Sasha Goldshtein, the guru of .NET Performance, will speak at the .NET conference in St. Petersburg
In June, two world-class .NET programming stars, Dino Esposito and Sasha Goldshtein, will come to our DotNext conference.
Both of our supergosts are famous for two things:
they are authors of beautiful books;
they are great speakers.
I have already written about Dino a couple of times, and I will probably write this time too. And today I will tell you about Sasha.
Sasha Goldstein / Sasha Goldshtein
Sasha Goldstein is the leading global performance expert on the .NET platform, eight-time Microsoft MVP, the author of the excellent (and, probably, the only) serious .NET performance book “Pro .NET Performance” ( eng , rus ). ')
Sasha is our great success: he came to Moscow in December at the Moscow DotNext at the invitation of Andrey Akinshin aka DreamWalker , our friend, also .NET MVP, a member of the DotNext program committee. Sasha delighted the audience, despite the fact that he spoke in English. Sasha lives in Israel, speaks Russian perfectly, but, by his own admission, he speaks better on technical topics in English. And in his case - this is not a show off or show off. As I understood from a conversation with him, he simply never spoke on technical topics in Russian before :)
I am very impressed with his reports. As a person who is upsetting from studying runtimes, I adore his report on how .NET compilers work with vectorization ( System.Numerics.Vectors ) using SIMD instructions:
A month later in St. Petersburg on DotNext Sasha will make two reports.
PerfView: Measure and Improve Your App's Performance For Free
PerfView is a free compact tool from the CLR team that helps in researching the performance of .NET applications. It offers several unique features for in-depth study of voluminous Performance-data. This tool can even be used to analyze performance problems on ARM devices.
In this report, we will use PerfView to periodically measure and improve CPU time, wall-clock time and memory usage (yes, PerfView can help you find memory leaks!).
The C ++ and CLR Memory Models
The phrase “Memory Model” usually instills developers with horror, drives them to sleep or even puts them in a coma. A deep understanding of intricate links between the compiler, the processor and the memory subsystem is necessary if you are going to write low-level synchronization, code without locks, or debugging, trying to find a race in your multi-threaded code.
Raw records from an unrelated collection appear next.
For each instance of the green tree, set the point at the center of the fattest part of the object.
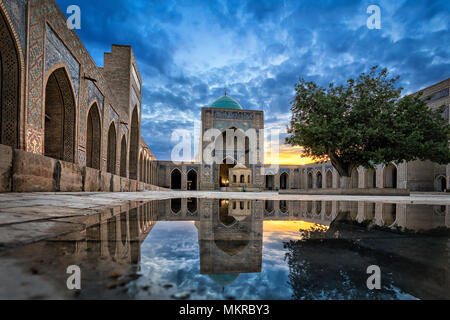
(366, 122)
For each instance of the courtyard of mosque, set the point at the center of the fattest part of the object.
(79, 186)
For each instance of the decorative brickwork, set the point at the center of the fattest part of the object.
(9, 86)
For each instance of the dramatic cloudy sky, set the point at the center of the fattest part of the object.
(189, 51)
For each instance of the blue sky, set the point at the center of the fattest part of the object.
(189, 51)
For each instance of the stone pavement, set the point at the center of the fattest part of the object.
(30, 217)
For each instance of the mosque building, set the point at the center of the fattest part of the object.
(69, 125)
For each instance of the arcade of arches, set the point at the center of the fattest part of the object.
(58, 105)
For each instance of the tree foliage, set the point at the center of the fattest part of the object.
(366, 122)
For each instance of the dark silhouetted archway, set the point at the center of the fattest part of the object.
(59, 117)
(175, 180)
(93, 138)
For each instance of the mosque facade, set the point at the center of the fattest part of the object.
(69, 125)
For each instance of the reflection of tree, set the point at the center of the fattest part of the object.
(324, 268)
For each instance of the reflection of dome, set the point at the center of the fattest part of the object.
(226, 102)
(223, 279)
(231, 247)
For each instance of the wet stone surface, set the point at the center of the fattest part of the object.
(222, 248)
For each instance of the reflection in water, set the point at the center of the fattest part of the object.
(274, 249)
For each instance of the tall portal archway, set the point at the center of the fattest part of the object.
(59, 141)
(192, 180)
(9, 86)
(111, 151)
(175, 180)
(123, 156)
(354, 178)
(309, 180)
(329, 178)
(134, 145)
(93, 138)
(390, 176)
(284, 181)
(319, 180)
(371, 178)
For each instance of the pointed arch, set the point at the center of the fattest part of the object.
(123, 156)
(355, 178)
(60, 116)
(192, 180)
(111, 151)
(175, 179)
(329, 178)
(390, 176)
(10, 81)
(134, 145)
(93, 138)
(284, 181)
(319, 180)
(309, 180)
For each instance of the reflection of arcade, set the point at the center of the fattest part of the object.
(230, 231)
(119, 236)
(230, 241)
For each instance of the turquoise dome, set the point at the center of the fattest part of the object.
(226, 102)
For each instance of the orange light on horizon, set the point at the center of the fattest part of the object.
(288, 226)
(288, 155)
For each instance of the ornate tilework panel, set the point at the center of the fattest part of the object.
(93, 94)
(56, 52)
(135, 101)
(17, 10)
(35, 63)
(113, 115)
(9, 86)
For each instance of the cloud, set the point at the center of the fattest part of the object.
(188, 52)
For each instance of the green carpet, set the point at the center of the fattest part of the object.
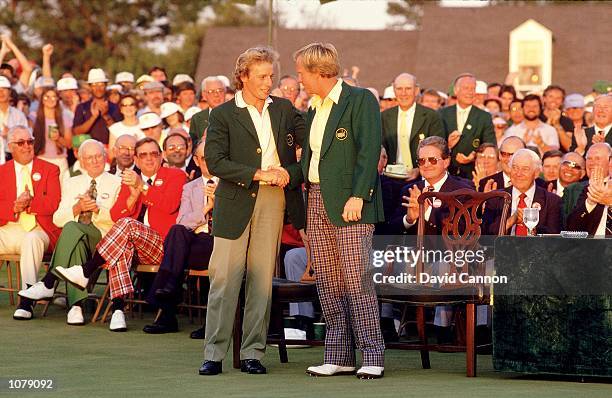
(90, 361)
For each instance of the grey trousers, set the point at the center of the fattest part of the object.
(255, 251)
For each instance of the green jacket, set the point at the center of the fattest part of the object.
(233, 154)
(426, 123)
(478, 129)
(349, 156)
(199, 123)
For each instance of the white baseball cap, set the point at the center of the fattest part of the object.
(181, 78)
(67, 83)
(168, 108)
(124, 77)
(190, 112)
(96, 75)
(481, 87)
(149, 119)
(4, 82)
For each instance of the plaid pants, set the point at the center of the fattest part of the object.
(126, 237)
(350, 306)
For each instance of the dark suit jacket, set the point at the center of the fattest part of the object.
(199, 123)
(550, 212)
(233, 154)
(350, 151)
(478, 129)
(434, 225)
(590, 132)
(580, 219)
(426, 122)
(46, 194)
(499, 180)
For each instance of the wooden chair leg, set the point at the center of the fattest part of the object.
(101, 301)
(420, 315)
(470, 345)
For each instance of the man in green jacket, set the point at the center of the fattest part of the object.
(213, 90)
(465, 127)
(250, 146)
(339, 164)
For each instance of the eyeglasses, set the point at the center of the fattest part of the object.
(92, 158)
(174, 147)
(216, 91)
(21, 143)
(123, 148)
(432, 160)
(572, 165)
(144, 155)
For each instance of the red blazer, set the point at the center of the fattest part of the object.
(163, 200)
(46, 192)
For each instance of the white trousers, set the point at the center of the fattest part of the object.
(30, 246)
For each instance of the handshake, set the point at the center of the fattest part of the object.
(275, 175)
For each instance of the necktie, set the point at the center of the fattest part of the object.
(27, 221)
(404, 140)
(143, 208)
(521, 229)
(609, 222)
(85, 217)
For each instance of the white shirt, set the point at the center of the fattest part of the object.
(436, 188)
(18, 168)
(145, 220)
(462, 115)
(409, 115)
(516, 197)
(263, 127)
(107, 186)
(547, 132)
(601, 228)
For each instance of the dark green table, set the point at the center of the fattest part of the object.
(555, 313)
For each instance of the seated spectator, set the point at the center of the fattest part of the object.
(52, 131)
(30, 196)
(433, 161)
(525, 166)
(532, 130)
(600, 131)
(571, 170)
(128, 105)
(593, 210)
(550, 165)
(188, 245)
(487, 162)
(144, 212)
(84, 216)
(123, 155)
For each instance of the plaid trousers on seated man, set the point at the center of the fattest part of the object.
(126, 238)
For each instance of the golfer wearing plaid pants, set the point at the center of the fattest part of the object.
(339, 161)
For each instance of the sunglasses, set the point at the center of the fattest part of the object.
(175, 147)
(216, 91)
(432, 160)
(144, 155)
(571, 164)
(21, 143)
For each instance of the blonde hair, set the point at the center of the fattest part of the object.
(252, 56)
(321, 58)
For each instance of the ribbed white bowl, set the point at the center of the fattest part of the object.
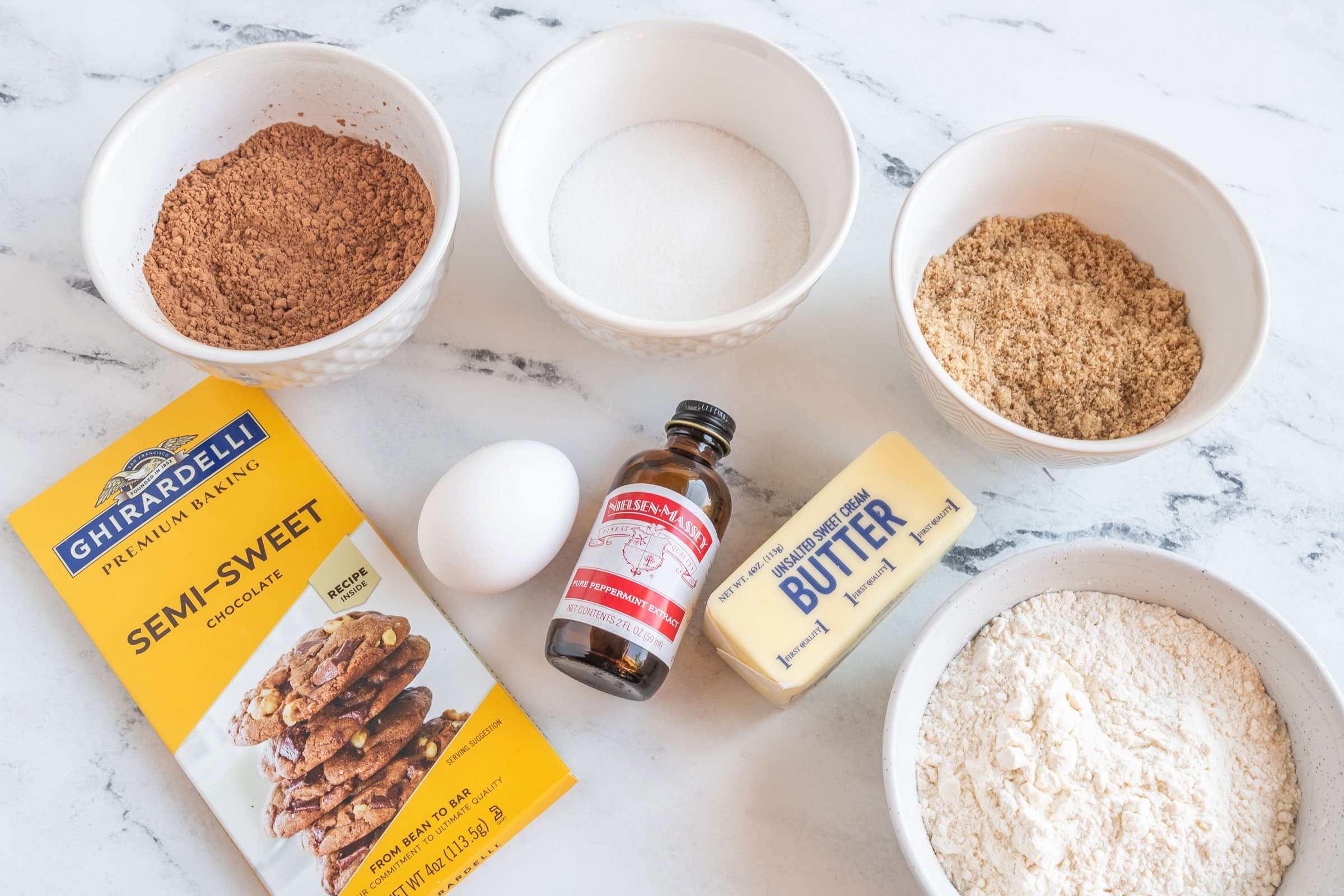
(205, 112)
In this report, we will go down into the abyss of CLR and C ++ memory models, affectionately called SC-DRF (see Shipilev , starting on slide 32). We'll talk about volatile and atomic variables, look at the examples of the re-eringing that the compiler and the processor do, and see how multi-threaded code, which at first (and even second) look seems correct, really falls apart on non-Intel-ov processors.
In reality, this can give you a bit of trouble if, for example, you write and test the code on Intel, and in production you live in a cloud and at some point decide to move to ARM, PowerPC or something else. In our time, this is an increasingly frequent story. Well, or all is more prosy: you have a multithreaded code for Windows RT or the upcoming Win 10 for ARM. Then you should definitely figure it out.
This is how hardcore it is. Well, the full list of conference reports can be found here .
PS: Misha Shcherbakov and I, aka yu5k3 , the leader of the SPb .NET Community , are planning to call Sasha to speak at the mit the day before DotNext or a day later. So not only follow the DotNext news, but also the news community too.